Les avocats du ministère public et de la défense sont bien placés pour en arriver à une recommandation conjointe qui favorise tant les intérêts du public que ceux de l’accusé. Les juges du procès ne devraient pas rejeter trop facilement une recommandation conjointe; ils ne devraient le faire que lorsque des personnes renseignées et raisonnables estimeraient que la peine proposée fait échec au bon fonctionnement du système de justice. Un seuil moins élevé que celui‑ci jetterait trop d’incertitude sur l’efficacité des ententes de règlement.

[…]

[32] Selon le critère de l’intérêt public, un juge du procès ne devrait pas écarter une recommandation conjointe relative à la peine, à moins que la peine proposée soit susceptible de déconsidérer l’administration de la justice ou qu’elle soit par ailleurs contraire à l’intérêt public. Mais que signifie ce seuil? Deux arrêts de la Cour d’appel de Terre‑Neuve‑et‑Labrador sont utiles à cet égard. »

[8] Le tribunal est d’avis que la recommandation faite répond au critère de l’intérêt public.

[9] Une personne renseignée et raisonnable estimerait que la peine proposée assure un bon fonctionnement du système de justice.

[10] La preuve démontre que le Syndicat et sa présidente ont joué un rôle actif lors de l’arrêt de travail du 8 décembre 2015, alors que les trois autres membres de l’exécutif ont joué un rôle passif, ce qui justifie dans leur cas une amende de 1 000 $.

[11] Le montant de 50 000 $ constitue le maximum de l’amende prévue par la loi.

[12] L’intérêt public justifie l’imposition de l’amende maximale.

[13] En effet, la tenue de l’assemblée syndicale le 8 décembre 2015, est de nature à miner l’autorité des tribunaux.

[14] Le respect d’une ordonnance de la Commission des relations du travail, division des services essentiels, est primordial dans une société démocratique.

[15] Les gestes posés par le Syndicat et sa présidente ne peuvent être tolérés et doivent être sanctionnés sévèrement.

L’ACCUEIL BONNEAU

[16] Séance tenante, Me Lamoureux suggère que l’amende à être imposée soit versée à l’Accueil Bonneau.

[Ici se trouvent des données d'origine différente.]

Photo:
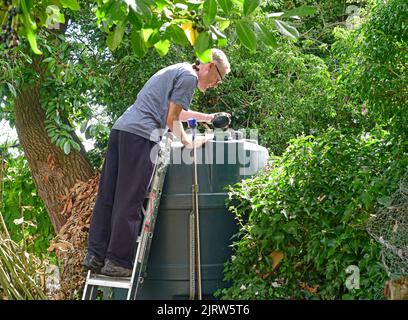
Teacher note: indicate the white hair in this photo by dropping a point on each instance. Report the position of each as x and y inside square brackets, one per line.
[221, 60]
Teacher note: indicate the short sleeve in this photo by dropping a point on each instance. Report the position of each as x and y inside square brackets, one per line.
[183, 90]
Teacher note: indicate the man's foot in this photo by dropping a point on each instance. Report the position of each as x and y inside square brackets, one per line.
[113, 270]
[92, 263]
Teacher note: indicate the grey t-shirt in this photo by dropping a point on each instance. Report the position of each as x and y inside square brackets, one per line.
[148, 113]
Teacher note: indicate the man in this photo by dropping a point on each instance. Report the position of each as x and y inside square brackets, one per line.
[127, 170]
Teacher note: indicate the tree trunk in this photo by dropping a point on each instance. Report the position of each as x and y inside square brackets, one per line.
[54, 172]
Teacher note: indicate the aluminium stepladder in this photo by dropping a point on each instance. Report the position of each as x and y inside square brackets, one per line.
[150, 209]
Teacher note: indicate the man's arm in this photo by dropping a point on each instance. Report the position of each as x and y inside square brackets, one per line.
[199, 116]
[175, 125]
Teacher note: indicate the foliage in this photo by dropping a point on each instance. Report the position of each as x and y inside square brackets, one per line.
[282, 93]
[22, 275]
[373, 64]
[312, 206]
[23, 210]
[154, 23]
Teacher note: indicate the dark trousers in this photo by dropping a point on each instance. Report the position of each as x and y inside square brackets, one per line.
[117, 215]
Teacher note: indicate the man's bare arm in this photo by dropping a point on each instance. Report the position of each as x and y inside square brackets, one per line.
[199, 116]
[174, 123]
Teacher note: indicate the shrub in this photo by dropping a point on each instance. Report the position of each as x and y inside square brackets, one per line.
[312, 205]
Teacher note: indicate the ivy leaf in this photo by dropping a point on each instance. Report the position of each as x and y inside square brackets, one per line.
[250, 6]
[226, 5]
[71, 4]
[246, 35]
[210, 11]
[286, 29]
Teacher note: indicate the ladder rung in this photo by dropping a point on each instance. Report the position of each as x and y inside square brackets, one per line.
[104, 281]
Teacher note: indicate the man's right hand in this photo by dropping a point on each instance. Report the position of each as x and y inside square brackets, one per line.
[199, 142]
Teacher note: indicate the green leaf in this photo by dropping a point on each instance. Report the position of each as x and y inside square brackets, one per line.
[146, 33]
[67, 147]
[222, 42]
[301, 12]
[131, 4]
[12, 89]
[226, 5]
[385, 201]
[162, 47]
[115, 38]
[178, 35]
[202, 42]
[205, 56]
[32, 40]
[210, 11]
[71, 4]
[135, 20]
[286, 29]
[246, 35]
[143, 10]
[250, 6]
[76, 146]
[224, 24]
[219, 34]
[265, 35]
[138, 43]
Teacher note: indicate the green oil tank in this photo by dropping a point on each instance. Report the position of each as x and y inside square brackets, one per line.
[224, 160]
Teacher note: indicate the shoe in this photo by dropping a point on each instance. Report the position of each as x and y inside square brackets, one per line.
[113, 270]
[93, 263]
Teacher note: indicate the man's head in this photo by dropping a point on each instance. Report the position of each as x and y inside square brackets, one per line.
[211, 74]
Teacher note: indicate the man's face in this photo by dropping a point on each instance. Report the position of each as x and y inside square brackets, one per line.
[210, 77]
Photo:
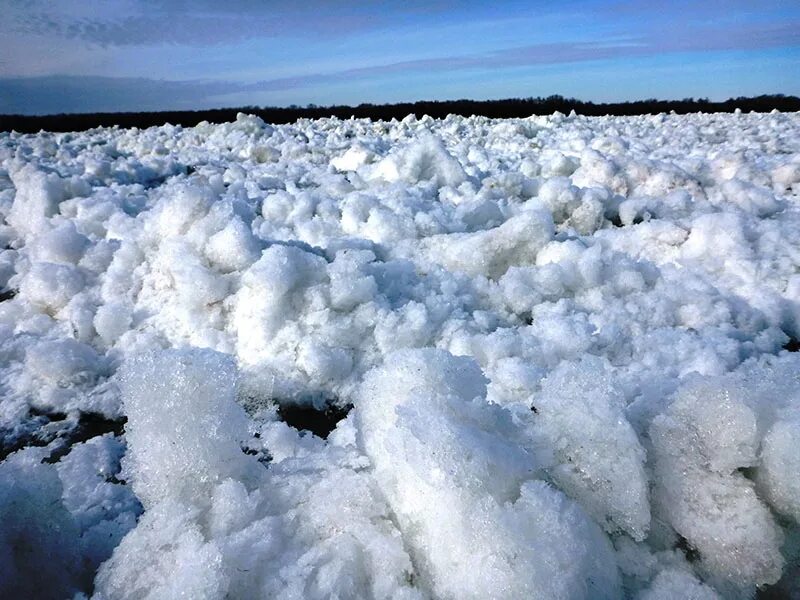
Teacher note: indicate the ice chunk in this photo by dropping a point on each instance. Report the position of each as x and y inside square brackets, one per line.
[40, 543]
[424, 160]
[184, 427]
[493, 252]
[50, 285]
[700, 442]
[37, 198]
[61, 245]
[599, 461]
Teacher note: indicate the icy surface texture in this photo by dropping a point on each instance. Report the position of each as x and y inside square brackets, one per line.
[567, 347]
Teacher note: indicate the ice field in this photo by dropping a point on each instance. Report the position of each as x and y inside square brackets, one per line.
[561, 352]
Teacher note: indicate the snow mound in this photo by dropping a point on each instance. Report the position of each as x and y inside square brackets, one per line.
[553, 357]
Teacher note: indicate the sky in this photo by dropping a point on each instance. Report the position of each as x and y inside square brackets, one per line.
[125, 55]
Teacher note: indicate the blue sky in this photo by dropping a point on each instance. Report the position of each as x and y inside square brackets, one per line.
[113, 55]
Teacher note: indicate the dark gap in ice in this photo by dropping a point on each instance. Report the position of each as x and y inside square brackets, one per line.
[748, 472]
[51, 416]
[793, 345]
[87, 426]
[318, 421]
[692, 555]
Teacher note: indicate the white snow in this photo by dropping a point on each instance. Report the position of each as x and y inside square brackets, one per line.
[562, 339]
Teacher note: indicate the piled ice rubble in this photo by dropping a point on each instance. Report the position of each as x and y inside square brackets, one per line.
[564, 340]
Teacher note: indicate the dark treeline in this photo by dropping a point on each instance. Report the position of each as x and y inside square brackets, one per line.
[514, 107]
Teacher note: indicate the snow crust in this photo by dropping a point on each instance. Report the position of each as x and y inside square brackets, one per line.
[569, 345]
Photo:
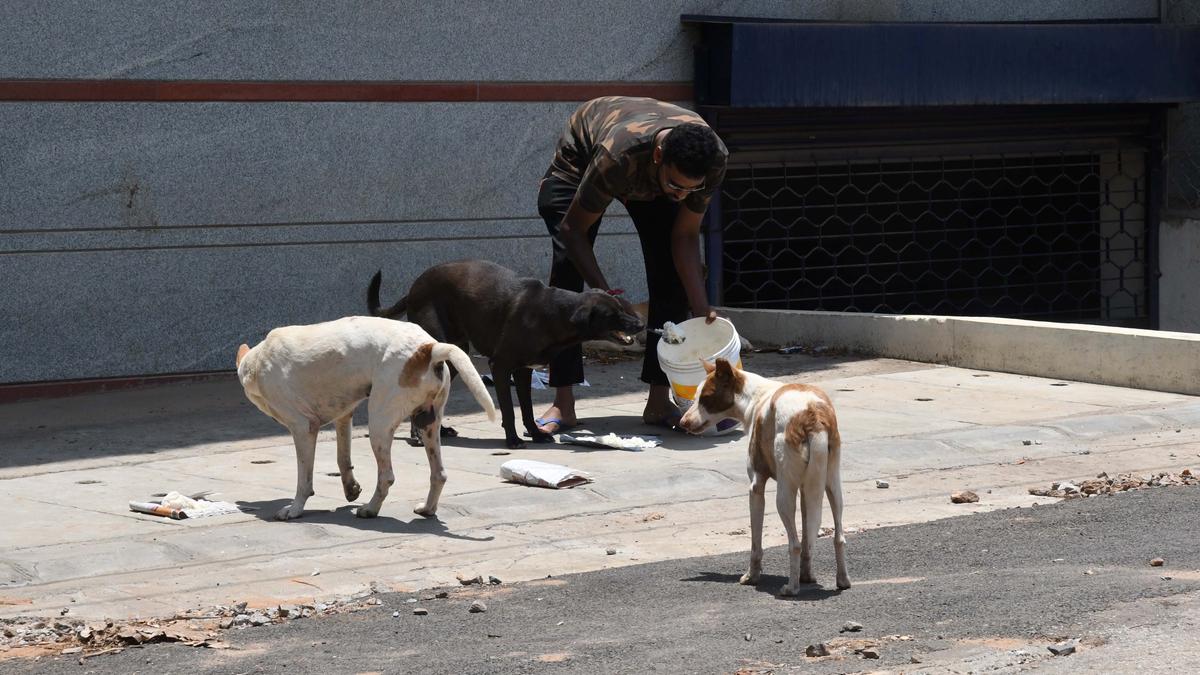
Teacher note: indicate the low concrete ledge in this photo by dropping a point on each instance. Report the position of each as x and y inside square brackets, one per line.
[1126, 357]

[17] La Ville de Montréal s’en remet à la décision du tribunal.

[18] Une amende est normalement versée au Fonds consolidé du revenu du Québec.

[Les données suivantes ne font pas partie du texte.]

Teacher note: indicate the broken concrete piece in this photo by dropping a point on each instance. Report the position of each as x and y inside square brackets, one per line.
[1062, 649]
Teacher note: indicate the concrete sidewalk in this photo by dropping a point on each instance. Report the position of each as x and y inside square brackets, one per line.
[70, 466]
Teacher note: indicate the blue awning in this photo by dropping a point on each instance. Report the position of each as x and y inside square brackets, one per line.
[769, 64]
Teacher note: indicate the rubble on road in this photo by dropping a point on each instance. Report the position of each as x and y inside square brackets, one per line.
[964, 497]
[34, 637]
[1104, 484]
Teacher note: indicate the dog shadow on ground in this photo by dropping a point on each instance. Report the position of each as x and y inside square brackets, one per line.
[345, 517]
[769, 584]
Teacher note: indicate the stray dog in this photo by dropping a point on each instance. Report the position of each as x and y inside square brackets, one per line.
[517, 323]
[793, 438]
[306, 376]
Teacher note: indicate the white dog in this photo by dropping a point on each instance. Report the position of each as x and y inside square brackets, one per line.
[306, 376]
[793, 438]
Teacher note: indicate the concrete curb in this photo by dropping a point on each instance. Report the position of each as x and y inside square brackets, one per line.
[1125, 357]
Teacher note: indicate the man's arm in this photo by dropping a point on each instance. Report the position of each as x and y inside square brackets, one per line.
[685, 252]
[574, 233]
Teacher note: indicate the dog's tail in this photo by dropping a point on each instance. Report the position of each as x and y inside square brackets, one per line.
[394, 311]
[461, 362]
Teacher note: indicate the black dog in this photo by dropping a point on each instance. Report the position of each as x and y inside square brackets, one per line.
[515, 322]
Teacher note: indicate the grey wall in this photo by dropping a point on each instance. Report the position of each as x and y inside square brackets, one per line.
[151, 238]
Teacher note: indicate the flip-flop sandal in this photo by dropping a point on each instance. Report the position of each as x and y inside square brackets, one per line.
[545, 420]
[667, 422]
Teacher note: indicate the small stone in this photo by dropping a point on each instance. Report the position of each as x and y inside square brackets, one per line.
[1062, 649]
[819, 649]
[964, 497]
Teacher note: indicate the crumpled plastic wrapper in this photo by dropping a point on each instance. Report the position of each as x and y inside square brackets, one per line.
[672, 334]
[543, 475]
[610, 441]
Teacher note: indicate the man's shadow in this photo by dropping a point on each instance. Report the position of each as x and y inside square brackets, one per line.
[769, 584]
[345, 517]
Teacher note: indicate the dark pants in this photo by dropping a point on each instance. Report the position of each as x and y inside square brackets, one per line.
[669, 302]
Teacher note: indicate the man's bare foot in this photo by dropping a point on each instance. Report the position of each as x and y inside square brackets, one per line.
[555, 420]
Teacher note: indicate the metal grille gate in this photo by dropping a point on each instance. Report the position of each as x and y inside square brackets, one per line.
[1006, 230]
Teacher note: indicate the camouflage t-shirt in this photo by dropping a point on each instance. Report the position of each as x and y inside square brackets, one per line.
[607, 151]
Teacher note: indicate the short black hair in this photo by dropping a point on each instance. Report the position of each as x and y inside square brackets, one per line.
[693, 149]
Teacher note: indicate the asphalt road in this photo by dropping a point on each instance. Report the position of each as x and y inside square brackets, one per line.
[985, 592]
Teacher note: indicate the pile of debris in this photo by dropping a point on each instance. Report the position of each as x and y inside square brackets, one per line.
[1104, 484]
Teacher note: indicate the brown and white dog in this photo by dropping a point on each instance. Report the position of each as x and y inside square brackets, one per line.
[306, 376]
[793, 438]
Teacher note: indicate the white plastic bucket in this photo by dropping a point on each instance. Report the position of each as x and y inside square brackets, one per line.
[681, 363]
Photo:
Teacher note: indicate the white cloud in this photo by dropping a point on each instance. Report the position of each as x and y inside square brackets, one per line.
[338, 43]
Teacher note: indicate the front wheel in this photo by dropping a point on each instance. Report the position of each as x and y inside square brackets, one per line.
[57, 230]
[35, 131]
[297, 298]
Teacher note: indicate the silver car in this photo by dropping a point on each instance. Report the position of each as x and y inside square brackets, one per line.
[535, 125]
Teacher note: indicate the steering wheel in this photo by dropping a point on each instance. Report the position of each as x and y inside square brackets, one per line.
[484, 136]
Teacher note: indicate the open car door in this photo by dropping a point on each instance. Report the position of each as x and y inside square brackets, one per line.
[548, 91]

[19] Le tribunal est d’avis que rien n’empêche que l’amende soit versée à un organisme sans but lucratif, tel que l’Accueil Bonneau.

[20] Les gestes sanctionnés ont entraîné des procédures judiciaires et les coûts de l’administration de la justice sont élevés et l’état est le pourvoyeur de ceux-ci.

[21] De tels frais doivent être compensés.

[22] C’est pourquoi, le tribunal accueille en partie la suggestion.

[23] POUR CES MOTIFS, LE TRIBUNAL :

[24] CONDAMNE les intimés le Syndicat des cols bleus de Montréal et Chantal Racette à payer une amende de 50 000 $ chacun;

[25] CONDAMNE les intimés Michel Martin, Jacques Rochon et Michel Jeannotte à payer une amende de 1 000 $ chacun.

[26] ORDONNE qu’un montant de 50 000 $ de l’amende soit versé à l’Accueil Bonneau, et ce, dans les 30 jours du présent jugement de telle sorte que le montant restant de 53 000 $ soit versé au Fonds consolidé du revenu du Québec.

[27] LE TOUT avec les frais de justice.

__________________________________

MICHEL DÉZIEL, J.C.S.

Me Nathalie-Anne Beliveau

Me Amélie Beliveau

FASKEN MATINEAU

Procureurs de la requérante

Me Jacques Lamoureux

Me Julien Boucher

LAMOUREUX MORIN & AL

Procureurs des intimés

Date d’audience :

Le 10 janvier 2017



[1] L.Q., c. C-27.

[2] Anthony-Cook vs La Reine, 2016 CSC 43 (CanLII), p. 4 et 5 et 23.